Charlotte Lewis

Personal information
- Born: September 10, 1955 Peoria, Illinois, U.S.
- Died: September 17, 2007 (aged 52) Peoria, Illinois, U.S.
- Listed height: 6 ft 2 in (1.88 m)

Career information
- High school: Woodruff (Peoria, Illinois)
- College: Illinois State (1975–1978)
- Position: Center

Career history
- ?–?: Iowa Cornets

Career highlights
- Kodak All-American (1977);
- Stats at Basketball Reference

= Charlotte Lewis (basketball) =

American basketball player

Charlotte Lewis (September 10, 1955 – September 17, 2007) was an American basketball player who competed on the 1976 United States Olympic team.

== High school ==
Lewis attended Woodruff High School in 1974 but did not play basketball because the Peoria public schools did not yet offer a varsity basketball for females. Despite this lack of opportunity within the school, she played basketball on the playgrounds of Peoria, usually playing with boys. However, her ability came to the attention of Jill Hutchinson, who was working on building a program at Illinois State University. Lewis was invited to enroll at ISU to further her basketball career.

== College ==
While at ISU, Lewis help the Redbirds win four state championships. She set the record for most rebounds in a game (27) and in a season (345); records which are still school records as of 2017. Lewis earned a letter in each of her four years at Illinois state. In the 1976–77 season the team recorded a record of 20–6 which led to a national ranking, 11th in the AIAW. She was named a Kodak All-American in 1977 and listed as a finalist for the Wade Trophy (an award for the nation's top female athlete). Lewis's accomplishments led to her induction into the Missouri Valley Conference Hall of Fame in 2016.

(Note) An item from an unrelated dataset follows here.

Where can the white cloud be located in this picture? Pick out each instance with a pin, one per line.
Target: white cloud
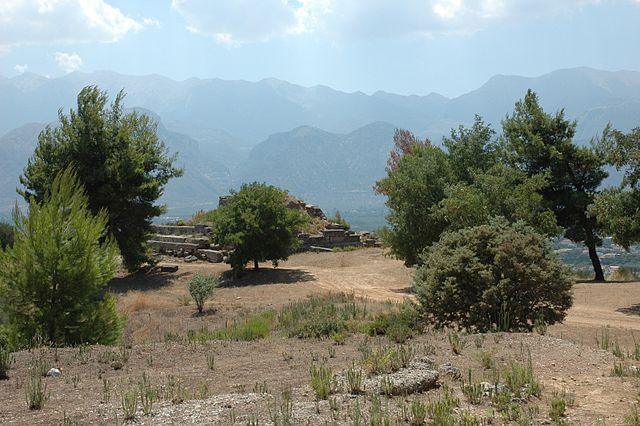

Lewis was also an accomplished long jumper and javelin thrower for the Illinois State Redbirds track and field team, placing 3rd in the nation in the long jump at the 1975 AIAW Outdoor Track and Field Championships.

==USA Basketball==
===Pan Am===
Lewis was named to the USA Basketball team roster. She would play for the team in the 1975 USA Women's Pan American Team. The games were originally planned for Santiago, Chile, then Sao Paulo, Brazil and finally held in Mexico City, Mexico in October. The Pan Am team had failed to win the gold in 1967 and 1971. This year, the team would be more successful, compiling a 7–0 record, and winning the gold medal for the first time since 1963.

===Olympics===
Lewis was named to the USA national team selected to play in the 1976 Olympics the first ever Olympic competition for a women's basketball team. While the team lost to the dominant Soviet Union team, they beat Czechoslovakia to win the silver medal.

==Professional career==
Lewis left school before graduating, and turned professional. She joined a professional team in France and played there for two years, before returning to the states and playing for the Iowa Cornets, a team in the Women's Professional Basketball League, the first professional basketball league for women in the US. While the story is certainly exaggerated, while playing for the Iowa team a Chicago sportswriter marveled at her strength, claiming that "when she spiked the ball in response to an officiating call, it took six seconds to return to the floor". The coach of the Cornets, Steve Kirk, ran a practice drill he called "War" which had exactly one rule— "anything goes". Lewis noted "he expected you to be able to make baskets when you are following and when you are filed. He expected you to be in that defensive position, to not let them go even when you are getting hit". After her pro career, she return to ISU and completed her degree.